The apes are being schooled and taught to speak. And there is an unrest in the colony between a General Aldo (Claude Akins) and Caesar.
When Malcolm (Austin Stoker), brother of the Malcolm from Conquest, tells Caesar there could be recordings of his parents and that they might be the key to guiding the new ape civilization, Caesar sets out a plan to find this footage. Their journey takes deep into ‘the forbidden city’ or a city which was nuked during the war where they tangle with the descendants of the mutants from Beneath.
The movie’s story, conflict and resolution is kind of a sour note to a pretty interesting and balanced series. The final movie is kind of a letdown like Beneath was. It just didn’t embrace what had come before. Plus the story feels like a made-for-TV movie.
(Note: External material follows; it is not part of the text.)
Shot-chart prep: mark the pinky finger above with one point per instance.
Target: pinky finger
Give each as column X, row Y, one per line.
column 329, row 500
Hardly any of the changes to the show’s progression has been explained. Conquest did a great job of bringing us up to date. Sure we have a recap from the Lawgiver but we get no explanation to what happened between Conquest and Battle. What do you mean nukes were used? How did the apes start talking so quick? Where did these elder orangutans come from? Nothing is explained and that’s plain frustrating.
The sad thing is that this is the last in the Apes feature film series. By this point Roddy McDowell is just going through the paces. Natalie Trundy, who has been with the series since the second film, is completely wasted. Claude Akins is just a blowhard and a Dudley Do-Right type-villain.
There are some interesting cameos like John Huston as the Lawgiver and if you look closely you will find cameos from John Landis and Colleen Camp. This is actually Camp’s debut film.
It is also worth noting that Apes producer Arthur P Jacobs sold the rights to the series to Fox at the end of this film thus spawning the TV show.
Jacobs would die just shortly after the release of this film and he would never see the full impact of APE NATION with the merchandising explosion with the TV series. His legacy is still the Apes series.
1.5 out of 5
So Says the Soothsayer
PLANET OF THE APES SERIES
Planet of the Apes 5 of 5
Beneath the Planet of the Apes 2 of 5
Escape from the Planet of the Apes 4 of 5
Conquest of the Planet of the Apes 3.5 of 5
Battle for the Planet of the Apes 1.5 out of 5
Side Note: The movie comes in two versions on the Blu-Ray of the film. Extended version and theatrical version. The main difference is the extended is over 10 minutes longer and includes a scene that directly ties this film to Beneath the Planet of the Apes.